The full range of capabilities of the MASS system, including in deepwater, were tested earlier this year with a survey for Saudi Aramco in the Red Sea, where water depths in the survey area varied from 1,000m to the transition zone and in some cases over dry land in the form of small islands, all on the same receiver line. Despite the challenging environment and rugged seabed the survey has been executed ahead of schedule and with very high data quality.
By deploying these large spreads with increased efficiencies, challenges to OBS are essentially moving away from being receiver bound to source bound. It is critical for productivity to ensure a balance between the time it takes to handle the nodes and time taken with source effort. Therefore, having tackled issues surrounding the receivers involved in OBS surveys, Magseis has now turned its attention to improving efficiencies in the source technology.

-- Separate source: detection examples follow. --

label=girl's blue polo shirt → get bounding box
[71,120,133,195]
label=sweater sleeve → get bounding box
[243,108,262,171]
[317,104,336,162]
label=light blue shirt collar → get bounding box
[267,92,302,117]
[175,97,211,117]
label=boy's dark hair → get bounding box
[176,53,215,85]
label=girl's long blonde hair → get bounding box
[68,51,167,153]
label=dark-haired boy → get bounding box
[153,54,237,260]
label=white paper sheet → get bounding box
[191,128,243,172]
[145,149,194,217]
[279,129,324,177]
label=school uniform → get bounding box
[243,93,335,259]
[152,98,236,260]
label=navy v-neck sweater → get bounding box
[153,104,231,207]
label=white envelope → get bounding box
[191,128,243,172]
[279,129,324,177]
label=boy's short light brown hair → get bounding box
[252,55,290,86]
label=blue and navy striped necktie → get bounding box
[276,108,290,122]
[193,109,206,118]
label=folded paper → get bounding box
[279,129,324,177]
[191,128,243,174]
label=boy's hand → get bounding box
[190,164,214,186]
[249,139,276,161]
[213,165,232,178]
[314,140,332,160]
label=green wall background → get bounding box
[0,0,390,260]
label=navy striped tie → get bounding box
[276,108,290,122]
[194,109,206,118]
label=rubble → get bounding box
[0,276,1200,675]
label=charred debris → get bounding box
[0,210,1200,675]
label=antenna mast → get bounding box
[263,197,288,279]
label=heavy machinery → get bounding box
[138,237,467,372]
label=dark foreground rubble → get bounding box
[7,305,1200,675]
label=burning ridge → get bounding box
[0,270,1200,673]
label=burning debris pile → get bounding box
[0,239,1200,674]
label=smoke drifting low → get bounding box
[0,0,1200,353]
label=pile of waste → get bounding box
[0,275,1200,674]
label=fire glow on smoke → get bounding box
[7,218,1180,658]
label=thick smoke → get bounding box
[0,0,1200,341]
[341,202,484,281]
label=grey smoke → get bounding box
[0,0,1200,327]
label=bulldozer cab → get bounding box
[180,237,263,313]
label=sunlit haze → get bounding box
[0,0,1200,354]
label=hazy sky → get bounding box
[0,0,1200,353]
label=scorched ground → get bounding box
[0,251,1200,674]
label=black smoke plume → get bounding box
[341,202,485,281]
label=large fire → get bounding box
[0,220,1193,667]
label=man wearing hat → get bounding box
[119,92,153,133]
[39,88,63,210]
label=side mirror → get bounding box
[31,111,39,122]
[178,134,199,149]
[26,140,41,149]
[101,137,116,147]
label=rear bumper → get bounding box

Earlier this year the company signed an exclusive technology agreement with Seismic Apparition GmbH, which specializes in advanced seismic data acquisition, processing and imaging services, to jointly develop and implement a new innovative technology that will reduce operational time in OBS surveys by using a technique known as source isolation.
Unlike existing techniques which tend towards increasing the number of sources, source isolation delivers full-fold, full-length data from isolated sources by using the science of signal apparition, combined with proprietary methods for data acquisition and reconstruction, to isolate a set of quasi-parallel adjacent shots into areas that contain no signal. This unique approach addresses many of the shortfalls of conventional simultaneous or dithered source techniques, since there is no need for shots to be sequenced, and each individual source does not have to be physically distant from the others, as it works with multiple sources that are close together. This unleashes the potential for dense source spacing, which provides the same impact on cross-line sampling as tight receiver line spacing.
The combination of improved source efficiency through simultaneous shooting from a single vessel, together with better source sampling when compared to conventional technologies, offers the unique prospect of acquiring reservoir quality data from efficient exploration configurations. This could result in a reduction in the cost of OBS data acquisition of 30 to 50%. Source isolation will be applicable both for reservoir 4D projects and more regional surveys.
Although OBS is known to provide superior image quality, addressing cost efficiencies is vital in order for the technique to come into the mainstream. Through the development of ultra-compact nodes, a fully automated handling method with superior logistics, an efficient modular system for storage and deployment and improved source technology, Magseis believe they are enabling step-changing efficiencies in OBS acquisition. The resultant reduction in the price of OBS surveys will increase cost-competitiveness, allow for a broader range of applications, from exploration through to monitoring, and will expand the number and size of fields for which the system is applicable.
So is this still a niche market? The market share for the technology has now moved to 20% and is rising steadily; perhaps ocean bottom seismic has finally become standard.